Gleeson, the housebuilder that focuses on cheap homes in the north of England, is to pay its first full-year dividend in five years after seeing revenues rise by nearly 50 per cent.
The Sheffield-based group, which recently restructured to focus on housebuilding in deprived areas of northern England and on buying land in the south, saw its turnover for the year to June 30 2013 rise 46 per cent to £60.7m as it sold 406 homes.
Adjusted operating profit, excluding exceptional credits of £1m in 2013 and £3m in 2012, increased from a £231,000 loss to £5m. Pre-tax profit on the same basis rose from break-even to £4.8m.
Houses built on expensive plots bought before the recession were being sold off, while newer homes are commanding higher margins. Gleeson pays less than £10,000 for a plot of land now, compared with £30,000 before the credit crunch.
The proportion of homes sold from new, higher margin sites rose from 31 per cent in the prior year to 75 per cent.
Jolyon Harrison, chief executive, said the average asking price would fall, from around £117,000 in the 2013 financial year to £115,000 in the following year.
He said there would be little competition from Help to Buy, the government scheme to lend deposits, which is being extended to second-hand homes: “We have to hold our customers’ hands through the buying process. Help to Buy is complicated. You have to go through everything twice.”
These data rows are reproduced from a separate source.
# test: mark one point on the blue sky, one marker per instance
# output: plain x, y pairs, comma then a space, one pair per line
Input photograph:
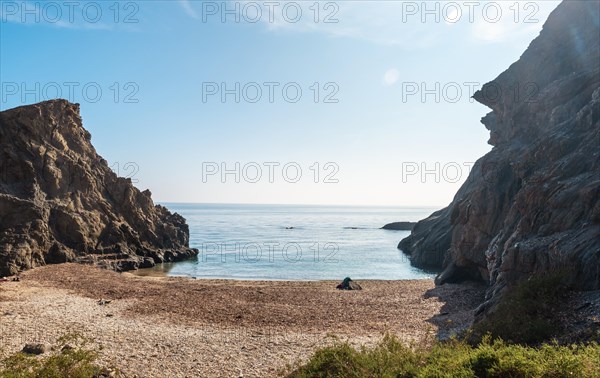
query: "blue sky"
144, 73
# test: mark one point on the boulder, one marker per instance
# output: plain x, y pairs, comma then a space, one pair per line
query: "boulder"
348, 284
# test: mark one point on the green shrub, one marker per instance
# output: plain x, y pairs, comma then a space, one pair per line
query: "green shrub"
453, 358
72, 358
526, 313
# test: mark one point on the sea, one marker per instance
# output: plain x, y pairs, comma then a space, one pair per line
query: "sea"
295, 242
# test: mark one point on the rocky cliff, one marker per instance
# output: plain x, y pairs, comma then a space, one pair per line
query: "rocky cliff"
59, 200
532, 204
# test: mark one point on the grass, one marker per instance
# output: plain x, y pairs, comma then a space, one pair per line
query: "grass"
524, 318
71, 358
391, 358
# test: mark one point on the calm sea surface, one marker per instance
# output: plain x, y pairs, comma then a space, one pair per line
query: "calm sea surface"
295, 242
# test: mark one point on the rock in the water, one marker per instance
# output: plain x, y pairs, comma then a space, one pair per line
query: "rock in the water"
400, 226
532, 204
348, 284
60, 202
35, 349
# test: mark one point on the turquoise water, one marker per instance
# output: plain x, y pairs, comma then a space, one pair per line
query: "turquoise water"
295, 242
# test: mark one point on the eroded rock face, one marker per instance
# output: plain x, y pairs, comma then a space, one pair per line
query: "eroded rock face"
532, 204
60, 202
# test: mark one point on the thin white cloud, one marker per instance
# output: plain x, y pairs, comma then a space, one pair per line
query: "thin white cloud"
412, 24
187, 7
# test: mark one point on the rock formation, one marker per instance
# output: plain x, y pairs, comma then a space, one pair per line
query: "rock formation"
532, 204
60, 202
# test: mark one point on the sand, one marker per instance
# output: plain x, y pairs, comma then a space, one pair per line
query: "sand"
180, 327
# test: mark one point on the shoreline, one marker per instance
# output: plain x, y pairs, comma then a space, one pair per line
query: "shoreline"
156, 273
154, 326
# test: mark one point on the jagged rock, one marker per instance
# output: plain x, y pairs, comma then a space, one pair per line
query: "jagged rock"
348, 284
60, 202
399, 226
532, 204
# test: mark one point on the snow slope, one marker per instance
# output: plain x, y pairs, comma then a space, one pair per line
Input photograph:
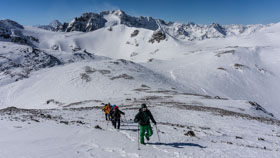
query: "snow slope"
220, 82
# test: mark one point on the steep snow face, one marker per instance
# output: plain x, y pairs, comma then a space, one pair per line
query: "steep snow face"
116, 42
88, 80
188, 32
11, 31
53, 26
237, 67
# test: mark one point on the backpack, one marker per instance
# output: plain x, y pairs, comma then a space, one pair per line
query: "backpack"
116, 114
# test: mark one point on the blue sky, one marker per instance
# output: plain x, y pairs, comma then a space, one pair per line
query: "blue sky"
33, 12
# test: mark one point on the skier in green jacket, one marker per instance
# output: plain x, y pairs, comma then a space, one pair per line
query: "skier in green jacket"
143, 118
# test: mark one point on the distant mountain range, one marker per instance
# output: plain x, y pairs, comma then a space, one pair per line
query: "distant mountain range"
92, 21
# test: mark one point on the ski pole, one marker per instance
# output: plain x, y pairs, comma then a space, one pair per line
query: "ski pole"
157, 134
107, 125
138, 138
126, 123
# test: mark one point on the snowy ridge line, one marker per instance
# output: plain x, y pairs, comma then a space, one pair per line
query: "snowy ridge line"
88, 22
224, 112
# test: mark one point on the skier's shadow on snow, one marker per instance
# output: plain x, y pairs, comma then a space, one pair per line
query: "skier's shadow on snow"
179, 145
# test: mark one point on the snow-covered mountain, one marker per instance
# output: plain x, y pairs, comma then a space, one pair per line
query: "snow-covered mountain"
92, 21
222, 79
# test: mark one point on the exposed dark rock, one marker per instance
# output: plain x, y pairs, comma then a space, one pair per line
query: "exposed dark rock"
104, 72
259, 107
124, 76
97, 127
240, 66
64, 122
261, 139
134, 33
190, 133
157, 36
85, 77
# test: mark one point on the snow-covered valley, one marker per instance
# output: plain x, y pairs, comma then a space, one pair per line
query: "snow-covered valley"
221, 82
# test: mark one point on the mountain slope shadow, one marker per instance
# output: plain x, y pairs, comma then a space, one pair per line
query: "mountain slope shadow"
179, 145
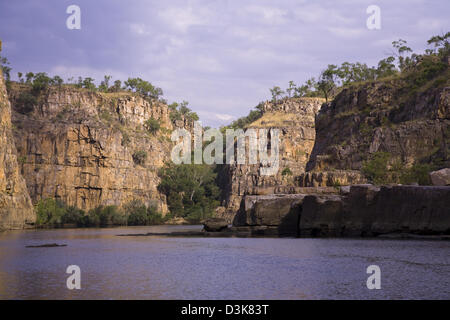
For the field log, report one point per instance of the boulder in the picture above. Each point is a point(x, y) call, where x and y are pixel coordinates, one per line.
point(215, 224)
point(441, 177)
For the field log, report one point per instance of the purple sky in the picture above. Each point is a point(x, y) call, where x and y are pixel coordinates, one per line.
point(221, 56)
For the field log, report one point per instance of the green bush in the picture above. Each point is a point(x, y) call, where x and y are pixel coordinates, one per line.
point(419, 173)
point(188, 188)
point(152, 125)
point(25, 103)
point(376, 169)
point(103, 216)
point(139, 157)
point(49, 212)
point(140, 215)
point(73, 215)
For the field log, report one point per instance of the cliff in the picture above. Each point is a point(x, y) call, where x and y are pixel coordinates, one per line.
point(411, 126)
point(89, 148)
point(295, 118)
point(361, 210)
point(16, 210)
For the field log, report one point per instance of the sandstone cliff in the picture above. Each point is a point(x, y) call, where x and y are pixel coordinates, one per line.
point(16, 210)
point(90, 148)
point(412, 126)
point(295, 118)
point(361, 210)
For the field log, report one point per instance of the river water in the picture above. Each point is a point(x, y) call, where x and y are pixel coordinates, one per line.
point(156, 267)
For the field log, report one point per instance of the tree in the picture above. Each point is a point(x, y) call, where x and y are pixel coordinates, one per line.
point(191, 189)
point(386, 67)
point(327, 83)
point(440, 43)
point(57, 80)
point(104, 85)
point(29, 77)
point(276, 93)
point(88, 83)
point(41, 81)
point(152, 125)
point(139, 157)
point(402, 49)
point(116, 87)
point(291, 88)
point(4, 63)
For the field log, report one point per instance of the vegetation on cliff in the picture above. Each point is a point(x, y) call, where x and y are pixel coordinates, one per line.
point(417, 69)
point(55, 213)
point(191, 190)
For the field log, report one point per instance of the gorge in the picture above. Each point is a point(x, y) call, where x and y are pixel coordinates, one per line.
point(88, 149)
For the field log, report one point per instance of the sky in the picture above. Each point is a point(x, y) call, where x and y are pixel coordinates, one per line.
point(220, 55)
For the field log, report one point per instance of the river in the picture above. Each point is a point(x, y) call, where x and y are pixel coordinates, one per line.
point(156, 267)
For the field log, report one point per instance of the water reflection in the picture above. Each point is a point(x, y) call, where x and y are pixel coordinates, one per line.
point(115, 267)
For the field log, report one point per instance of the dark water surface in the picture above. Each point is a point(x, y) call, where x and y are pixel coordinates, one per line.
point(115, 267)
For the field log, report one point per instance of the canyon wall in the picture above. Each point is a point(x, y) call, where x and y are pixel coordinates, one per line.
point(89, 148)
point(411, 125)
point(16, 210)
point(356, 211)
point(295, 118)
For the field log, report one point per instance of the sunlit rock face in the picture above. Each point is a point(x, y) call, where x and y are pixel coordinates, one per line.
point(83, 147)
point(16, 210)
point(295, 120)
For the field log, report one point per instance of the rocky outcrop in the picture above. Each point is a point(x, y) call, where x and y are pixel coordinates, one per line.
point(215, 224)
point(441, 177)
point(295, 118)
point(331, 178)
point(411, 126)
point(89, 148)
point(16, 210)
point(361, 211)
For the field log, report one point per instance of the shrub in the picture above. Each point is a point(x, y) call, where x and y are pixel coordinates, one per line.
point(25, 103)
point(286, 172)
point(73, 215)
point(152, 125)
point(140, 215)
point(104, 216)
point(139, 157)
point(417, 173)
point(376, 169)
point(49, 212)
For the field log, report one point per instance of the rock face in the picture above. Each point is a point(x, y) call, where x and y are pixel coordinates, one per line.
point(16, 210)
point(215, 224)
point(295, 119)
point(441, 177)
point(382, 116)
point(363, 211)
point(89, 149)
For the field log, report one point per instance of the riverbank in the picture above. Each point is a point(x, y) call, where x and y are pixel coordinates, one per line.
point(160, 267)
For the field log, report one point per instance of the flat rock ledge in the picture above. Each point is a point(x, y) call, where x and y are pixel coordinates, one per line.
point(390, 212)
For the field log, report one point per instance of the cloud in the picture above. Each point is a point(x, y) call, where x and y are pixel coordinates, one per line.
point(221, 56)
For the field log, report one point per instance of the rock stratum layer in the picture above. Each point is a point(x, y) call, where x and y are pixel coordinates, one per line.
point(16, 210)
point(89, 148)
point(295, 118)
point(413, 127)
point(361, 210)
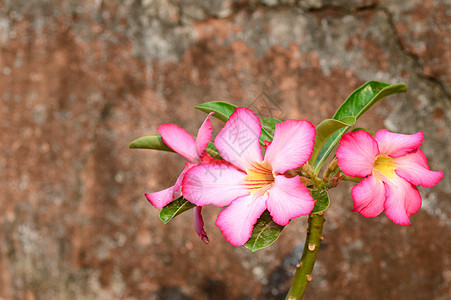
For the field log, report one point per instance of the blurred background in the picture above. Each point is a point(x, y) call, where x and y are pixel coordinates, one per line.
point(80, 79)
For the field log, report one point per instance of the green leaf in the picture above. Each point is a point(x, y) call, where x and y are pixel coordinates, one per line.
point(361, 128)
point(150, 142)
point(355, 105)
point(322, 200)
point(175, 208)
point(323, 132)
point(265, 233)
point(268, 127)
point(222, 110)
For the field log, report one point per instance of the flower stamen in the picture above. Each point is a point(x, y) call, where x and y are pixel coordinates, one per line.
point(384, 167)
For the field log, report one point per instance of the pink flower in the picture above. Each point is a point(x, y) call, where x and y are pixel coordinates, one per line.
point(251, 183)
point(393, 166)
point(179, 140)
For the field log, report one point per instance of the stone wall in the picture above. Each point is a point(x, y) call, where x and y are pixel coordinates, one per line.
point(79, 80)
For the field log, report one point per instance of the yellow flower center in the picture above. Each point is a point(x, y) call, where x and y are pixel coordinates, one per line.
point(259, 175)
point(384, 167)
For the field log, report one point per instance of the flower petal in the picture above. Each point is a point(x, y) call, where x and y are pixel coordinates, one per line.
point(369, 196)
point(402, 200)
point(199, 224)
point(213, 184)
point(292, 145)
point(204, 135)
point(179, 140)
point(288, 199)
point(357, 153)
point(238, 142)
point(396, 144)
point(414, 168)
point(237, 221)
point(162, 198)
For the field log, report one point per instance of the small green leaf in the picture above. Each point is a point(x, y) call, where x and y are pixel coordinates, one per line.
point(175, 208)
point(324, 130)
point(150, 142)
point(222, 110)
point(355, 105)
point(268, 127)
point(322, 200)
point(361, 128)
point(211, 149)
point(265, 233)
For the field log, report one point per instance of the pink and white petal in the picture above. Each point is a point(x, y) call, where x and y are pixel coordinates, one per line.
point(199, 224)
point(414, 168)
point(213, 184)
point(239, 141)
point(402, 200)
point(396, 144)
point(204, 135)
point(357, 153)
point(292, 145)
point(369, 197)
point(179, 140)
point(237, 220)
point(162, 198)
point(178, 183)
point(288, 199)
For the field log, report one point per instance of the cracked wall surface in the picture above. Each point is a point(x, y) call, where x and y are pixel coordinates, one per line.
point(79, 80)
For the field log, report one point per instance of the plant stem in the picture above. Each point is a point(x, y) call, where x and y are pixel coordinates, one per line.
point(353, 179)
point(304, 268)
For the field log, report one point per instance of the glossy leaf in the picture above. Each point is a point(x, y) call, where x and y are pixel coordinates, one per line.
point(150, 142)
point(361, 128)
point(265, 233)
point(222, 110)
point(355, 105)
point(175, 208)
point(322, 200)
point(324, 131)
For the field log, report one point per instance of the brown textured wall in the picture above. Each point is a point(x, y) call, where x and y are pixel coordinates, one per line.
point(79, 80)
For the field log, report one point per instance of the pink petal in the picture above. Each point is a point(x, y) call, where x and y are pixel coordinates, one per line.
point(396, 144)
point(238, 142)
point(402, 200)
point(369, 197)
point(414, 168)
point(162, 198)
point(357, 153)
point(179, 140)
point(213, 184)
point(199, 224)
point(288, 199)
point(292, 145)
point(237, 221)
point(204, 135)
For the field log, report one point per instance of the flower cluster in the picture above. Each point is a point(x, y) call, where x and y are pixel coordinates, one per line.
point(392, 166)
point(247, 182)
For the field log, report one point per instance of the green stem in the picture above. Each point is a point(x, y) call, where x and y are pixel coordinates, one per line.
point(304, 268)
point(353, 179)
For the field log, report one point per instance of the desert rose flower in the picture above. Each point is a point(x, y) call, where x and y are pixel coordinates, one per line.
point(179, 140)
point(393, 166)
point(251, 183)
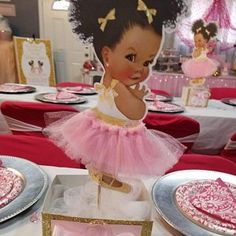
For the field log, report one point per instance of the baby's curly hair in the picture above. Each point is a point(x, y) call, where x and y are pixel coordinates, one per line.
point(84, 16)
point(208, 31)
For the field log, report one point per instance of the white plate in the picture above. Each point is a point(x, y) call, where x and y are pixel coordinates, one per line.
point(157, 97)
point(36, 183)
point(16, 88)
point(78, 90)
point(164, 107)
point(229, 101)
point(163, 195)
point(45, 97)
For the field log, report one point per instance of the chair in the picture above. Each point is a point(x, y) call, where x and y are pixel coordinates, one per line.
point(204, 162)
point(38, 150)
point(183, 128)
point(29, 118)
point(222, 92)
point(72, 84)
point(229, 151)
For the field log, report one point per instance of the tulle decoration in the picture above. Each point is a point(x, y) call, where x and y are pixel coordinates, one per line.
point(218, 13)
point(195, 68)
point(121, 151)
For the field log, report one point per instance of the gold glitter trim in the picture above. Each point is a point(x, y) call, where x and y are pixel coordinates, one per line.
point(47, 218)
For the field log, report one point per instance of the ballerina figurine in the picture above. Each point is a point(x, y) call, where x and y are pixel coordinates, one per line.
point(110, 139)
point(200, 65)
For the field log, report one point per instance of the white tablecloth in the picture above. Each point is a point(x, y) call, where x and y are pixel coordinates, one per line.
point(173, 82)
point(22, 226)
point(217, 121)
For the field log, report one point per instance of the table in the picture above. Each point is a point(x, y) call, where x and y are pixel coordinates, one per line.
point(217, 124)
point(217, 121)
point(29, 97)
point(174, 82)
point(21, 224)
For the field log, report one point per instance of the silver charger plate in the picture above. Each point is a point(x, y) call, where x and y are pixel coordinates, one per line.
point(36, 183)
point(42, 97)
point(175, 109)
point(229, 101)
point(83, 91)
point(163, 196)
point(12, 88)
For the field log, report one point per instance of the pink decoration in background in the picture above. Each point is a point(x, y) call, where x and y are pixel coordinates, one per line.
point(218, 13)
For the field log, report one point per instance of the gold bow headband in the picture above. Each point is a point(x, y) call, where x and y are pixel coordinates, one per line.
point(103, 21)
point(198, 29)
point(207, 31)
point(149, 12)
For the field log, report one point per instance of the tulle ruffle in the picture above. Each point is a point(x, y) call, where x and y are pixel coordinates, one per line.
point(121, 151)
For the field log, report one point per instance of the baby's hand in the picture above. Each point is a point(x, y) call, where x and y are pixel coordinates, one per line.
point(139, 93)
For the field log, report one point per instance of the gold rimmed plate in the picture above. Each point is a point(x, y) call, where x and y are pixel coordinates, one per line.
point(12, 88)
point(78, 90)
point(51, 98)
point(35, 184)
point(158, 97)
point(229, 101)
point(164, 198)
point(164, 107)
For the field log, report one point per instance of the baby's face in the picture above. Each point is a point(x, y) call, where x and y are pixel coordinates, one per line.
point(199, 41)
point(130, 60)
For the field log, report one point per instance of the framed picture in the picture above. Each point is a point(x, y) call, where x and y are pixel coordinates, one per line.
point(57, 225)
point(34, 60)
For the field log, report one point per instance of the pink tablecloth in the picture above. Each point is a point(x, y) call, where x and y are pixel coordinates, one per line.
point(173, 83)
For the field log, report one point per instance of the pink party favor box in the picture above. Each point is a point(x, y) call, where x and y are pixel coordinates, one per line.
point(195, 96)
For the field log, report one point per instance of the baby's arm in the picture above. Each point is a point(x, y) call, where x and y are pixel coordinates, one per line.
point(130, 101)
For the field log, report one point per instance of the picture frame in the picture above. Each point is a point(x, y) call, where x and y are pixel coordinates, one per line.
point(34, 61)
point(55, 225)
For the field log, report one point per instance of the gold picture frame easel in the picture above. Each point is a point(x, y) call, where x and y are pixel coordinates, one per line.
point(34, 60)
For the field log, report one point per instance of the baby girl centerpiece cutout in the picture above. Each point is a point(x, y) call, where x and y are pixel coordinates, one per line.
point(110, 139)
point(200, 65)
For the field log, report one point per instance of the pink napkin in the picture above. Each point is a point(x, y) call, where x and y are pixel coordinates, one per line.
point(216, 201)
point(74, 88)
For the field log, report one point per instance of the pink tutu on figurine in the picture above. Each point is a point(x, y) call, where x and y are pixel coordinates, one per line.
point(104, 139)
point(200, 65)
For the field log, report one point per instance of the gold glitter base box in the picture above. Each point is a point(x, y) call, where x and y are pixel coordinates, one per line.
point(54, 224)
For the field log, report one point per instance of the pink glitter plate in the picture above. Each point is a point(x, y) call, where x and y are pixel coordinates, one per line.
point(209, 203)
point(11, 185)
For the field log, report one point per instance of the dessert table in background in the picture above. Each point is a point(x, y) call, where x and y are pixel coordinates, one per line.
point(217, 121)
point(174, 82)
point(21, 224)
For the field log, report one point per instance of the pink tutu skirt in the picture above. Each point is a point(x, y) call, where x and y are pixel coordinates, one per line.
point(120, 151)
point(195, 68)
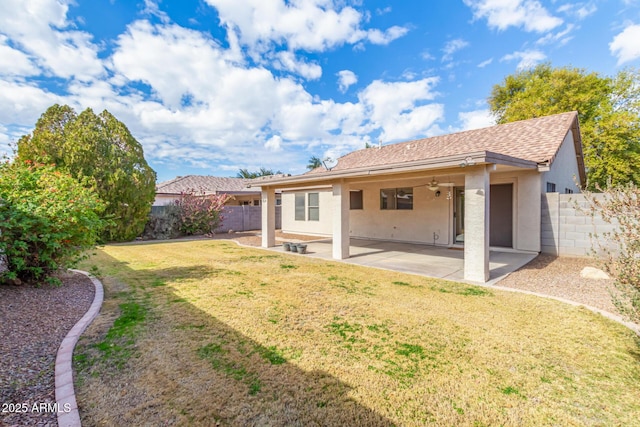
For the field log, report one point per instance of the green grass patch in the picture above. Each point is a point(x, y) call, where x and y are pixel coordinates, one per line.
point(308, 342)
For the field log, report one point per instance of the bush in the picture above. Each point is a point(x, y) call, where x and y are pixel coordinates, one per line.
point(47, 220)
point(199, 213)
point(620, 206)
point(163, 225)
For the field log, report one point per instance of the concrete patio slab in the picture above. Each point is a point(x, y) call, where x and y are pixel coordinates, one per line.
point(426, 260)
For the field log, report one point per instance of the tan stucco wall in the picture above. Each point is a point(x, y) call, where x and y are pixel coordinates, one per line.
point(526, 207)
point(430, 214)
point(162, 200)
point(563, 169)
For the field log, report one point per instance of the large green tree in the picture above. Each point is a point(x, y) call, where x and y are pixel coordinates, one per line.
point(608, 109)
point(246, 174)
point(314, 162)
point(100, 152)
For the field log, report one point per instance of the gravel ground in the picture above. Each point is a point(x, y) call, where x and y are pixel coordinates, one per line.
point(560, 277)
point(34, 321)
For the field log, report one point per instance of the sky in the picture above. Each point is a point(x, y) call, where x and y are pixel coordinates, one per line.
point(211, 86)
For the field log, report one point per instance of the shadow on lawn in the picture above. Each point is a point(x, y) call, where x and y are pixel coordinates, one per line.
point(199, 370)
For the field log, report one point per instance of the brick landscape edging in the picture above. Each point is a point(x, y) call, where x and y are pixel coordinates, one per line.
point(68, 415)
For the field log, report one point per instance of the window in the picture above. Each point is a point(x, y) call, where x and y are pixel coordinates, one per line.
point(355, 199)
point(314, 207)
point(396, 198)
point(300, 207)
point(551, 187)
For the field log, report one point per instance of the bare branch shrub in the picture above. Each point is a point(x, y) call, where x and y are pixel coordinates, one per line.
point(619, 250)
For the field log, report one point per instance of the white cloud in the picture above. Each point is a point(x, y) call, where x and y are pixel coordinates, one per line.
point(579, 10)
point(625, 46)
point(188, 99)
point(452, 46)
point(14, 62)
point(287, 60)
point(502, 14)
point(528, 58)
point(274, 143)
point(39, 29)
point(485, 63)
point(399, 110)
point(311, 25)
point(346, 78)
point(22, 103)
point(476, 119)
point(558, 39)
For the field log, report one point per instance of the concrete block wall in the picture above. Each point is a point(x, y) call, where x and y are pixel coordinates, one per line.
point(244, 218)
point(567, 230)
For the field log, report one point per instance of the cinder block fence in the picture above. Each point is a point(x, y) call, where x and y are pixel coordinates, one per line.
point(567, 229)
point(244, 218)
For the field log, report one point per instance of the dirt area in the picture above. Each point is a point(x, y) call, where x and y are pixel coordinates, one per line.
point(560, 277)
point(34, 321)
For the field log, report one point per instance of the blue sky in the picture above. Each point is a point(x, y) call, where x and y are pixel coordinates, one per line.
point(212, 86)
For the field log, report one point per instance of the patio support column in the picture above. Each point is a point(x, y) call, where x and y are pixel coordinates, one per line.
point(476, 224)
point(340, 202)
point(268, 217)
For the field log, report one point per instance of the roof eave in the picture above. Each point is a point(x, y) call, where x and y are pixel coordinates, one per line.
point(468, 159)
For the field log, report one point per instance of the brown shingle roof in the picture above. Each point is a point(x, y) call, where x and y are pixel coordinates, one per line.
point(536, 140)
point(208, 184)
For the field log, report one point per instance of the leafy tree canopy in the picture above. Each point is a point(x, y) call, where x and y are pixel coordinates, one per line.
point(608, 110)
point(246, 174)
point(100, 152)
point(314, 162)
point(47, 220)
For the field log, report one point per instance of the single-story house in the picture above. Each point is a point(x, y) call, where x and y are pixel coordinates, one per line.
point(475, 189)
point(169, 191)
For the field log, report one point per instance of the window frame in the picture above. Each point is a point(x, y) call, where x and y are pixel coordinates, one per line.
point(359, 202)
point(313, 210)
point(300, 210)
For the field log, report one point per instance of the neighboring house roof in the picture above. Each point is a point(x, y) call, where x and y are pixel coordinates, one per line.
point(207, 184)
point(526, 143)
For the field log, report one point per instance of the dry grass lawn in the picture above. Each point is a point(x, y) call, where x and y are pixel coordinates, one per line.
point(210, 332)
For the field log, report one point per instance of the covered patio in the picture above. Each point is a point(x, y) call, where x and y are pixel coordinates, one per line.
point(421, 259)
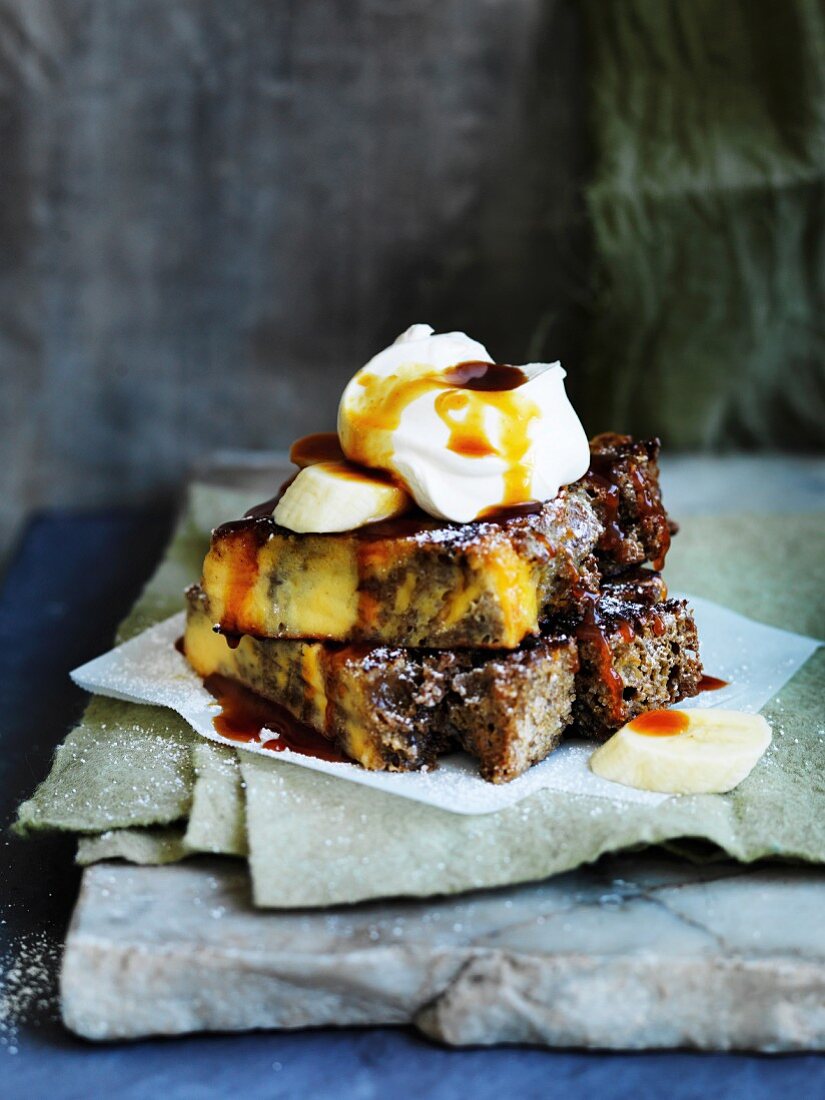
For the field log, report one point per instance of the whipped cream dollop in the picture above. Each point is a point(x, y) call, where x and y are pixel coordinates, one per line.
point(465, 436)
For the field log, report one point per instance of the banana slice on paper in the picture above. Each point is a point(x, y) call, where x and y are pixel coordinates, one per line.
point(684, 751)
point(337, 496)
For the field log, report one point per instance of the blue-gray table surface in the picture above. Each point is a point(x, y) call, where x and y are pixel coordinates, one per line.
point(72, 579)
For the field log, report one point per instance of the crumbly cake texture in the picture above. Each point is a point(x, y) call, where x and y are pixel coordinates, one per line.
point(420, 582)
point(623, 486)
point(408, 582)
point(635, 655)
point(398, 708)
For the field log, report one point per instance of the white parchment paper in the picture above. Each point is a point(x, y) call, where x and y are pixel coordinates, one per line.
point(756, 659)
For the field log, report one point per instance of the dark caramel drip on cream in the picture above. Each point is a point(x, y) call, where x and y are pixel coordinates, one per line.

Alan Martin, chief financial officer, said revenue and profitability would continue to rise in the current financial year. “I don’t think we’ll grow 49 per cent, but it should be 25 per cent.” The company’s land bank continues to grow and stood at 3,860 plots at the year-end.
Gleeson Strategic Land, which buys sites in the south and obtains planning permission before selling on to housebuilders, recorded operating profit of £3.5m (£3.7m) on turnover of £12.7m (£8.2m). It made seven land sales, with a combined acreage of 42.5 acres.
Ten new sites were secured covering 203 acres, with the potential to deliver 1,200 houses. Heads of terms have been agreed for a further five sites covering 116 acres, with the potential for 950 plots.
The land owned or part owned by the group has residential planning permission for a total of 1,084 plots.
A full year dividend of 2.5p was recommended. Aside from a 5p special dividend in 2011, it is the first payout since 2008.
Basic earnings a share improved by 216 per cent to 21.7p (2012: 6.9p). Excluding the exceptional deferred tax credit, the basic earnings a share improved by 99 per cent to 13.7p (2012: 6.9p). For continuing operations only, excluding the exceptional deferred tax credit, basic earnings a share improved from 5.5p to 11.1p.